La canne est noueuse comme notre sureau; chaque nœud forme une bouture; on le couche en terre; on le couvre; il rapporte la première fois au bout de dix-huit mois, la seconde au bout de quinze, et successivement au bout d'un an. Les moulins tournent ou par l'eau ou par les bœufs. Deux cylindres de fer, bien ronds et polis, tournent perpendiculairement autour d'un troisième qui est immobile; le tout est tenu par une forte maçonnerie et par des crampons de fer: entre les pivots passent les cannes dont le jus se rend dans l'égout du passoir qui communique aux fourneaux contigus, sous lesquels est un feu qui les échauffe par degrés. On l'active avec le chanvre des cannes, appelé bagasse. Le jus qui coule du pressoir, est gris et d'un doux fade: il purge quand on en boit à l'excès; on le mélange avec celui qui tiédit dans le second bassin, et il prend le nom de vezou.
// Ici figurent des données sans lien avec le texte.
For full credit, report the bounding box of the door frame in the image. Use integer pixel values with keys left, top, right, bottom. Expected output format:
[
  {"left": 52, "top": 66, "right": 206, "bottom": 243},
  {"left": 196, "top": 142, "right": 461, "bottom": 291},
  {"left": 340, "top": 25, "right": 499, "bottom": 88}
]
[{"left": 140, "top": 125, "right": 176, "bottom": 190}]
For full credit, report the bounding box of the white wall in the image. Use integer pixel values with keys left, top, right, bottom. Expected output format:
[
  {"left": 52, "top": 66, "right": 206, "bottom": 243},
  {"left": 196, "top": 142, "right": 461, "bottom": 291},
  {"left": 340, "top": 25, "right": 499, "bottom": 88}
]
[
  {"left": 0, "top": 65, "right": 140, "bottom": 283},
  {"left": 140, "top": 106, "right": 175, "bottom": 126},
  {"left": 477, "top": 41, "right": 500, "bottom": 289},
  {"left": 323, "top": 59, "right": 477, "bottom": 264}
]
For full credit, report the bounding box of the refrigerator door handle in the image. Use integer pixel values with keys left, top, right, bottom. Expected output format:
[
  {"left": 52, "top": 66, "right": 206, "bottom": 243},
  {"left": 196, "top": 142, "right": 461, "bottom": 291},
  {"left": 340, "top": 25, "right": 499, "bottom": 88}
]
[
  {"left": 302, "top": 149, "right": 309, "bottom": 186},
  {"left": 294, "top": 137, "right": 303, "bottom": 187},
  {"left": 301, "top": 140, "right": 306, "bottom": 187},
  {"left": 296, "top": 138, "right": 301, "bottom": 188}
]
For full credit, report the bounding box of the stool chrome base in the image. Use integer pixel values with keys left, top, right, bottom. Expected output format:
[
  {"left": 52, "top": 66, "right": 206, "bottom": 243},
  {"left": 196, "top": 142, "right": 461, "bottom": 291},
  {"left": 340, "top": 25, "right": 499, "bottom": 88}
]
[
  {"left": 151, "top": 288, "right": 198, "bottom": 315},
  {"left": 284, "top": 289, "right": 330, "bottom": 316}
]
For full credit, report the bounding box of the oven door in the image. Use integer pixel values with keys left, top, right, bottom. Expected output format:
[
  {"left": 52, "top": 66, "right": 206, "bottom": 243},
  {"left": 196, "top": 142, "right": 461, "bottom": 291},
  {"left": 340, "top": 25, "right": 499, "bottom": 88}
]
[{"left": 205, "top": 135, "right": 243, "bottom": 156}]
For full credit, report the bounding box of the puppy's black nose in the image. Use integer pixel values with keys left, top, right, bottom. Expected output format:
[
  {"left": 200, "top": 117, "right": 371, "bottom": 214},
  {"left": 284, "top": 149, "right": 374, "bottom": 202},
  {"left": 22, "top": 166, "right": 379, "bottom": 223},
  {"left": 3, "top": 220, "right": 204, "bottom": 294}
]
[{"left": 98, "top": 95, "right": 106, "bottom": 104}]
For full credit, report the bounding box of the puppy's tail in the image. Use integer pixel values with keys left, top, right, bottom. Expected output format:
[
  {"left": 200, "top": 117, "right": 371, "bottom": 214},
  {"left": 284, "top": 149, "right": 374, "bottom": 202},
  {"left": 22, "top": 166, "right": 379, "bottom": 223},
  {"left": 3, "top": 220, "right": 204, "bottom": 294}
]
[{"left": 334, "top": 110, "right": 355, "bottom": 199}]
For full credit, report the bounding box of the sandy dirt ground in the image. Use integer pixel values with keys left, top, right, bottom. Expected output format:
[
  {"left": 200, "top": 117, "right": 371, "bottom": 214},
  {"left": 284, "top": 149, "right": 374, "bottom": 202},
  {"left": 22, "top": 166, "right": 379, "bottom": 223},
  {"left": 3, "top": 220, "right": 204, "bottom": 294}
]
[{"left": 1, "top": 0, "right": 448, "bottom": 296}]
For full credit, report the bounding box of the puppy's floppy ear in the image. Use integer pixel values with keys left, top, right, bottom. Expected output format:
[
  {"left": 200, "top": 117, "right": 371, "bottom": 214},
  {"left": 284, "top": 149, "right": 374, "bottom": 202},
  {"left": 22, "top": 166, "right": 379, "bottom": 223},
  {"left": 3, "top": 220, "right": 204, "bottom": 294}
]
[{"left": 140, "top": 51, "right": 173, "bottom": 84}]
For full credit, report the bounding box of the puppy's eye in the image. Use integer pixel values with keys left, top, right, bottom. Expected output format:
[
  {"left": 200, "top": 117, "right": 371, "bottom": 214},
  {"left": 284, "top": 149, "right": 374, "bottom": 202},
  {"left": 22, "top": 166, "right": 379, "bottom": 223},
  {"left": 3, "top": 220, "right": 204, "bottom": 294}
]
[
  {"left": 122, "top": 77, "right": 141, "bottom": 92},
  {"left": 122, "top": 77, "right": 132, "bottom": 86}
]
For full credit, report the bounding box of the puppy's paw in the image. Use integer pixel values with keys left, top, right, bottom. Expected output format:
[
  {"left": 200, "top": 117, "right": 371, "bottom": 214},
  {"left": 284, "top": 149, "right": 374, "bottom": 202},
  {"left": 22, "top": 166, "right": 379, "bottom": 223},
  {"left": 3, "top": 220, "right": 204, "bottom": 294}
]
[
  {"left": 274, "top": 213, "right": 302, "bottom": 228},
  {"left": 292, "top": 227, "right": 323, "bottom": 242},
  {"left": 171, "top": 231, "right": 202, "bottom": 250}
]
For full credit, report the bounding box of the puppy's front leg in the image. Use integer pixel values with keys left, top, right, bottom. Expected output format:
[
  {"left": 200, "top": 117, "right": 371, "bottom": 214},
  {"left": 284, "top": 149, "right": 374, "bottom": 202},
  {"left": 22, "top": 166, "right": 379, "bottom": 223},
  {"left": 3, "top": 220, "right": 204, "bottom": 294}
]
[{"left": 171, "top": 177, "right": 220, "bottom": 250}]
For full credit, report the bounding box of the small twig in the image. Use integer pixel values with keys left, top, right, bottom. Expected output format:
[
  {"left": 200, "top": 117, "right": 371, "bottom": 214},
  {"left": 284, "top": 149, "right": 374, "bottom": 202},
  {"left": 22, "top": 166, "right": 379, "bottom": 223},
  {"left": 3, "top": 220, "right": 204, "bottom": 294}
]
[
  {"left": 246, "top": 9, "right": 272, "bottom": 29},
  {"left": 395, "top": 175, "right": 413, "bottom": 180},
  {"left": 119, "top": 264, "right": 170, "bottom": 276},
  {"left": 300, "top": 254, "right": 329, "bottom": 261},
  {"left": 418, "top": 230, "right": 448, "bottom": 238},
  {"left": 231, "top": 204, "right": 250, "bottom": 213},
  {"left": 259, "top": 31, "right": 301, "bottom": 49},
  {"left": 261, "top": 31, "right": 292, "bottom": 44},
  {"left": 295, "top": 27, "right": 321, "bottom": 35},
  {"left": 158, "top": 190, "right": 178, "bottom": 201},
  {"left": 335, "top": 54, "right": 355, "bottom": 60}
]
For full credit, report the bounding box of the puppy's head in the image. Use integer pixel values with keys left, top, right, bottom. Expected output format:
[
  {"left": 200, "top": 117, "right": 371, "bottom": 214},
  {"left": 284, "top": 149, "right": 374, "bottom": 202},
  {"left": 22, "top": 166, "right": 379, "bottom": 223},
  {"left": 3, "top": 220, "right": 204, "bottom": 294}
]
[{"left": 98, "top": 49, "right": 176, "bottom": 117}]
Après qu'il a bien bouilli, on l'écume, on le passe dans un vase fait comme un pot à bouquets, pointu et troué à sa plus mince extrémité; ce sirop fige; on suspend le pot sur une claie; on le bouche avec une canelle de bois mastiquée de vase. Quand il est froid, on ôte la canelle; il en sort un sirop qu'on fait recuire pour le mettre dans des canots avec de l'eau; il y fermente pendant huit ou dix jours: le tout passe ensuite à l'alambic qui donne le tafia. Le gros sirop sert encore à faire la mélasse, qu'on peut appeler crasse de sucre; il est purgatif, moins agréable que l'autre, et beaucoup plus utile en médecine. L'Amérique septentrionale produit aussi un grand arbre semblable à notre érable, dont on obtient le sucre par des incisions; son travail est beaucoup moins dispendieux que celui de la canne. Sa sève coule deux fois par an, et donne un sucre blanc agréable, mais moins corporé que celui de la canne. On dit que nous avons obtenu aussi le sucre de la betterave, mais par des procédés dispendieux.

L'habitation Préfontaine est nationale, et régie par le juge de paix du canton. Les propriétaires, MM. d'Aigrepont, sont censés émigrés pour avoir pris la fuite quelques mois avant la liberté des noirs, pour sauver leur vie. Je retourne à la case sans emporter de tafia.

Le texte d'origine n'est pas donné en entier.